I will look into it and make a PR.

blakeembrey commented 8 years ago

@kirill-konshin I would try to avoid buffers first, then things like process. I'm not even sure how you ended up with Buffer included, both this package and popsicle specify buffer: false for browsers in the package.json and Browserify respects that but I'm not as familiar with Webpack.

Also, you should be able to swap it out externally. Just use Webpack or Browserify excludes to exclude the popsicle dependency and override ClientOAuth2.request with another implementation.

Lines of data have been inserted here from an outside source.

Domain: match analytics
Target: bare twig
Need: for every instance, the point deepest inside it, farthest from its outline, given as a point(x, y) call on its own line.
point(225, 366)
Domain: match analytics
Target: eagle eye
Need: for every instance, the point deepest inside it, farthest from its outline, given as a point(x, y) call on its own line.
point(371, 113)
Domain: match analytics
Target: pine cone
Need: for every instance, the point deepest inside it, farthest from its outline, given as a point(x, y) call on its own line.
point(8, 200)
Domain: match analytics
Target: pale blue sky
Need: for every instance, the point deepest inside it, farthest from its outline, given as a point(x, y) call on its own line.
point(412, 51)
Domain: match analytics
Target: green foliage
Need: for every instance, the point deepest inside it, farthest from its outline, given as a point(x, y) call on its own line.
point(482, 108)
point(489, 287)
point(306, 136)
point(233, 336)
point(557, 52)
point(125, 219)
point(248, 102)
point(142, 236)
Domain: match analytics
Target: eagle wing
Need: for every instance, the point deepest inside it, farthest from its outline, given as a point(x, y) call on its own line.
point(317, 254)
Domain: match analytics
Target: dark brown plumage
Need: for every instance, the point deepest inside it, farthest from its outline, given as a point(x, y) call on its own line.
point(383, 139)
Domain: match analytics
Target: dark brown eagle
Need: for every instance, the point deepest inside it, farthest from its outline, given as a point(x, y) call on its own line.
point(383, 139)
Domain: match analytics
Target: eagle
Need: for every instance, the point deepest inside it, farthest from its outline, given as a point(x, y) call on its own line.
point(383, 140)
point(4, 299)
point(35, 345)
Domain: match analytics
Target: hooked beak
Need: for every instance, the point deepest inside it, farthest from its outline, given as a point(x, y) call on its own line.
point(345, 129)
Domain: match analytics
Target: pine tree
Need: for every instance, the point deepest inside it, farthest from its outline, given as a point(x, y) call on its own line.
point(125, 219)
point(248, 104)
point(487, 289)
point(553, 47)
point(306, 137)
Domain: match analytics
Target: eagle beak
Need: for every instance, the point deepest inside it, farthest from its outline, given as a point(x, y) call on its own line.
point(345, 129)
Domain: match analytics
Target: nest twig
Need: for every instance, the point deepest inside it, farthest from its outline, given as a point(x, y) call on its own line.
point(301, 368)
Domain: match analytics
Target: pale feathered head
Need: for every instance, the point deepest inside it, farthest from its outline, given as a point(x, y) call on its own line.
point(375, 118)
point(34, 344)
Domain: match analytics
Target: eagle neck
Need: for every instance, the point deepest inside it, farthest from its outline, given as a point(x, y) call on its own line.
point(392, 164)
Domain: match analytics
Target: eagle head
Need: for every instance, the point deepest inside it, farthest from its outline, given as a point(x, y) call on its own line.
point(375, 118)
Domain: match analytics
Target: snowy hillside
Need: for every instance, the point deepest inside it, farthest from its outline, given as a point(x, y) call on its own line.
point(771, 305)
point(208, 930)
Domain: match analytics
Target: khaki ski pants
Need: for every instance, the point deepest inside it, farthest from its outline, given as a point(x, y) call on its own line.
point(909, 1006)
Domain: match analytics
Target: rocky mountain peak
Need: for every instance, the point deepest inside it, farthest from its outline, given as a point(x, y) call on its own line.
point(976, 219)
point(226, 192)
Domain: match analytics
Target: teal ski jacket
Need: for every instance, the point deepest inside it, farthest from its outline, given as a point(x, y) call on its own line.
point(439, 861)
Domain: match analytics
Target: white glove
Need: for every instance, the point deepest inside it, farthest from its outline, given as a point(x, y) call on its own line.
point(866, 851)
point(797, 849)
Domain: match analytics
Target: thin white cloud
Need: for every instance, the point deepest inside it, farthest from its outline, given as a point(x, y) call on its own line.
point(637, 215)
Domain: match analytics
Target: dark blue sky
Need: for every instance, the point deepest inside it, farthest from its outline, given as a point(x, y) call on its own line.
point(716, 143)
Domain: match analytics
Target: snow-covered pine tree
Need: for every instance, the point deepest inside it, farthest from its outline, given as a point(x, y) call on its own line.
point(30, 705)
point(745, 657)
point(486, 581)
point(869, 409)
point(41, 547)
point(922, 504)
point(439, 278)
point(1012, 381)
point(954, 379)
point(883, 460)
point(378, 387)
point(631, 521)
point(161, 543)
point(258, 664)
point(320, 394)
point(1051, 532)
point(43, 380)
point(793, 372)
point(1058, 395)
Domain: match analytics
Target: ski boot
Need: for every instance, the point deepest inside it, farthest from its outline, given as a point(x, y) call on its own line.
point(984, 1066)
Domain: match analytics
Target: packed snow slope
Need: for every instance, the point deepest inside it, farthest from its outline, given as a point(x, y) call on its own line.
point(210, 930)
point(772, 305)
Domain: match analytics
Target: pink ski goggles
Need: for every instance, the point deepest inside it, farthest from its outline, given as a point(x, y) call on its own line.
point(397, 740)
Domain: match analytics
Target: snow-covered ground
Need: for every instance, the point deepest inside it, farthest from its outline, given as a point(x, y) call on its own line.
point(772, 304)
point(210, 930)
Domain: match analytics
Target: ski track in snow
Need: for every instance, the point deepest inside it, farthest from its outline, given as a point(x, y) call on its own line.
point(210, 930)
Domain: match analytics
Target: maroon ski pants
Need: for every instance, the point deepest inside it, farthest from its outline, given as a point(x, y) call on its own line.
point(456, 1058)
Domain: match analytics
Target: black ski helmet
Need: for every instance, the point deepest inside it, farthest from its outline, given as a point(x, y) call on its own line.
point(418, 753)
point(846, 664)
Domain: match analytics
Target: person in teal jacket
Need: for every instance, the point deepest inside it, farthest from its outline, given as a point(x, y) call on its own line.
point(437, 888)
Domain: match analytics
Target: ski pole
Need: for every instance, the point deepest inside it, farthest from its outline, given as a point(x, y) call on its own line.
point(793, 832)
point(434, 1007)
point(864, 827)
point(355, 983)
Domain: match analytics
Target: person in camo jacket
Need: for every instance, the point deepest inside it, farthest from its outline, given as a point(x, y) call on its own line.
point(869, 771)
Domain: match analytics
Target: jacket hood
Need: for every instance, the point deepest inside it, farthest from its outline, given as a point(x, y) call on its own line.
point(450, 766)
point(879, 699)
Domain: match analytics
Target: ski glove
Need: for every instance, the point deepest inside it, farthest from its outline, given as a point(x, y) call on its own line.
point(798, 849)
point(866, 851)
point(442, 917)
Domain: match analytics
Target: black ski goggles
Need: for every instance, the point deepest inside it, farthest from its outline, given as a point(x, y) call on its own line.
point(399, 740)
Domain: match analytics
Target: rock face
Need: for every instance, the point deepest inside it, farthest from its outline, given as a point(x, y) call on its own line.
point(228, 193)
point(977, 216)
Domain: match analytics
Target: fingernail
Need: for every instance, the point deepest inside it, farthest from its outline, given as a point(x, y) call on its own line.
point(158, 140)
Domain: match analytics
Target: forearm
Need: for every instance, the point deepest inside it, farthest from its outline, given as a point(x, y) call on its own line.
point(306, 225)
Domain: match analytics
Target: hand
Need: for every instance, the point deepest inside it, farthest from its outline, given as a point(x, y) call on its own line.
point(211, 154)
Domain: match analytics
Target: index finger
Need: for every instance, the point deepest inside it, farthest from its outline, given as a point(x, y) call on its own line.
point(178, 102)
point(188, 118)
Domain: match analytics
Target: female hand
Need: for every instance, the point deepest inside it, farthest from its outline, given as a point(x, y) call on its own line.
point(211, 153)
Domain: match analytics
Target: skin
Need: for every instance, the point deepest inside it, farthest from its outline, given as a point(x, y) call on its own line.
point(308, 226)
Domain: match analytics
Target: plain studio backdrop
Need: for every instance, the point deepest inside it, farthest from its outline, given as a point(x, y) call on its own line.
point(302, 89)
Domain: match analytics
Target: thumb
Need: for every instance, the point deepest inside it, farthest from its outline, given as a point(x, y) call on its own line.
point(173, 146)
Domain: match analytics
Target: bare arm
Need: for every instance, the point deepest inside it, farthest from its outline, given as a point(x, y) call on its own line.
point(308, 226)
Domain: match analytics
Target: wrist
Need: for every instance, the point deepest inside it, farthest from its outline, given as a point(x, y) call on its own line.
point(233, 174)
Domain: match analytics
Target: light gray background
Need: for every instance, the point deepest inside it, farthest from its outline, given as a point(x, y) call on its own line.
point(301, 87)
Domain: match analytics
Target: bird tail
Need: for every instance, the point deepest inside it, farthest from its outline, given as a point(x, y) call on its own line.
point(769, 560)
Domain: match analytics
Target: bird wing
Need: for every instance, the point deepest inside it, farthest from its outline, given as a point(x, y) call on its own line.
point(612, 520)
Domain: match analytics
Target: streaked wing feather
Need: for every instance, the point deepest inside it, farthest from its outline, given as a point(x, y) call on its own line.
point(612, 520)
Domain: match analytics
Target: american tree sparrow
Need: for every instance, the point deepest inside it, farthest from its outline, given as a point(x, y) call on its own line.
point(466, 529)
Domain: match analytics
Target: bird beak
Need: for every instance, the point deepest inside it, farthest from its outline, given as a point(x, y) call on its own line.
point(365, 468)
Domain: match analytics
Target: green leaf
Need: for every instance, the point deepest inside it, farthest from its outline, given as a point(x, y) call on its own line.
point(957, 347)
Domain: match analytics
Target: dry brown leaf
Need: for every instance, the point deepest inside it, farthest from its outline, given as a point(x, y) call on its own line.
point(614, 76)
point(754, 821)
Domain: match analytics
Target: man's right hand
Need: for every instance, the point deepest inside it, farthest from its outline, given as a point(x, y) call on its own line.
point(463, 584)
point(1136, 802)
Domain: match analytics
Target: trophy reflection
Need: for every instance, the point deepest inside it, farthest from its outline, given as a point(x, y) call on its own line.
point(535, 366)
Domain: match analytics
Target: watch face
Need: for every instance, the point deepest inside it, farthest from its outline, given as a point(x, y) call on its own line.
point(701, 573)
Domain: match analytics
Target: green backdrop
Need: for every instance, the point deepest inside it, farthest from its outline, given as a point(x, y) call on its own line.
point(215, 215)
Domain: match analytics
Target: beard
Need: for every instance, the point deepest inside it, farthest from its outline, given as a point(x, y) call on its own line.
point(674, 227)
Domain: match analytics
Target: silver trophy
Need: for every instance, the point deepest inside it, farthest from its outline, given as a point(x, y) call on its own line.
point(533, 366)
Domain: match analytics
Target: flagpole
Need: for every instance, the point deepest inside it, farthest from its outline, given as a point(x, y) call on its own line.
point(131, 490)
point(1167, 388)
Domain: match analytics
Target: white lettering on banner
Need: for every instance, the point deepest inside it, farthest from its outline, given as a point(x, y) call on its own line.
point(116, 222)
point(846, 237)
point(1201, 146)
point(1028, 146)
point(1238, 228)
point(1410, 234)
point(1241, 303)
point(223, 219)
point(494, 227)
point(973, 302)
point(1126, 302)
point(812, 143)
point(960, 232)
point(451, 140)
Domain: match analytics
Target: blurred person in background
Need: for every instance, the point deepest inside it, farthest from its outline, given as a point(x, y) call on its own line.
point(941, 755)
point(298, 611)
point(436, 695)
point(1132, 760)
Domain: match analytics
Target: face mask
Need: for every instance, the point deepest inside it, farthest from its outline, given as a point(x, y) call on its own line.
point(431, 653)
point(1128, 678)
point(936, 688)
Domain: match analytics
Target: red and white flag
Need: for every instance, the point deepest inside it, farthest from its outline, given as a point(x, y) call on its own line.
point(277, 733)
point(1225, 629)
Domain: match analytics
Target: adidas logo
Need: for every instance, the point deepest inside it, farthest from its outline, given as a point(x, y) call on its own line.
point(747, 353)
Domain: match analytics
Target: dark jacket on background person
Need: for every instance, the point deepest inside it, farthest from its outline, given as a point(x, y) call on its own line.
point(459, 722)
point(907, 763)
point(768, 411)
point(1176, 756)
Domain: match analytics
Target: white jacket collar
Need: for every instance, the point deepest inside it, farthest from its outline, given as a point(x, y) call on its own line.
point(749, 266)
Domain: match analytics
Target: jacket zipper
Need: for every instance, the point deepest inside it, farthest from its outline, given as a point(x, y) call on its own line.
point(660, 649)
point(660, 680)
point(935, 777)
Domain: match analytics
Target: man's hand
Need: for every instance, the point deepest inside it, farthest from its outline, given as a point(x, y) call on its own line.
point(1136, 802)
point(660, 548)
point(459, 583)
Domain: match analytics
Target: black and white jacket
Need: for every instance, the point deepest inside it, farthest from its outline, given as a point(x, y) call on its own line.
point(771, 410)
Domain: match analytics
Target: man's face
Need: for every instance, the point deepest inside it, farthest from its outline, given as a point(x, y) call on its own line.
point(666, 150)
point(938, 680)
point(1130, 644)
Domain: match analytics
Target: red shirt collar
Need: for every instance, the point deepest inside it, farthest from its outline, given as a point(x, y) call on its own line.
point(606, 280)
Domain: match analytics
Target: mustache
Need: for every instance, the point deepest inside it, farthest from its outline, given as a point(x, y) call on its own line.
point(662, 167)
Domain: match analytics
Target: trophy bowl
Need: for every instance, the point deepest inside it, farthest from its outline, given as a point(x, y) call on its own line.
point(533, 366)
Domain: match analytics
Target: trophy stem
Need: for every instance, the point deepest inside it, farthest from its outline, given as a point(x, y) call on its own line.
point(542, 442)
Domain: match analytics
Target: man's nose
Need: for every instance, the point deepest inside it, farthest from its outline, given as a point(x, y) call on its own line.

blakeembrey commented 8 years ago

@kirill-konshin I've killed the request method that exposed the popsicle API surface. If you're passionate about it still, the dependencies could be removed for 3.0. One thing to note is the reason I switched to popsicle to start with - which is the standardised API/options re-use. There's a lot of places where we need to consistently parse as either JSON or URL encoding. Not a huge amount of manual handling, and there used to be an 0.x build without it - see https://github.com/mulesoft/js-client-oauth2/commit/2b37bbc8999780475f02d350a7a629acdb046dec (yes, this library used to be all inlined with zero dependencies, that was fun since I had extracted it from my original source - never ended up extracting my OAuth 1.0 code).

kirill-konshin commented 8 years ago

Fetch APIs should fit perfectly. I'll do a PR.

blakeembrey commented 8 years ago

@kirill-konshin I'm actually almost finished using XHR. I prefer to not use polyfills, but I'll make the PR two seconds for you to review first.

kirill-konshin commented 8 years ago

Cool, but XHR is unavailable in NodeJS and you'll need some implementation of it. Fetch is a standard, available in lots of browsers http://caniuse.com/#search=fetch so I really vote for it.

blakeembrey commented 8 years ago

@kirill-konshin I already implemented. It's ok, I've implemented it too many times now. The overhead is around 50 LOC. Fetch will make sense once IE11 and old Safaris are dead.

blakeembrey commented 8 years ago

Here you go - https://github.com/mulesoft/js-client-oauth2/pull/29 😄

blakeembrey commented 8 years ago

@kirill-konshin By the way, one necessity I didn't see on the node-fetch implementation is for rejectUnauthorized support.

kirill-konshin commented 8 years ago

Btw, regarding freedom of choice of network layer. Since you have injectable Promises, I think we should consider having network layer injectable too. Just look at possibilities:

Each project usually has it's own pre-configured (headers, lifecycle hooks, error handlers, loggers) layer for network, so OAuth library should be able to plug in to existing infrastructure, rather then sending requests by itself, it can have some minimalistic defaults + DI.

As an example, take a look what Backbone has: http://backbonejs.org/#Sync-ajax, by default they use jQuery, but you can override it.

blakeembrey commented 8 years ago

Fair enough. I went back to popsicle on the server-side and killed injected Promise in favour of globals because it's just tricky overhead - instead the request itself is the only injectable part. However, that should work fine with all the options suggested as they'd need injectable promises themselves to make it work and that's not really the way of the world.

kirill-konshin commented 8 years ago

From what I see in latest sources it seems that the following will work:

new ClientOAuth2({...}, function (method, url, body, headers) {
    return fetch(url, {method: method, body: body, headers: headers})
        .then(function(res){
            return Promise.all([
                res.status, 
                res.text()
            ]);
        })
        .then(function(arr){
            return {
                status: arr[0],
                body: arr[1]
            };
        });
});
blakeembrey commented 8 years ago

Yes, all I said was that there's no injectable promises. I said above the request can still be injected.

kirill-konshin commented 8 years ago

Awesome :) during our last conversation you were quite against this, so I am happy you've changed your mind. When I was writing today's comment I haven't seen latest changes, so I was surprised that it's all there already.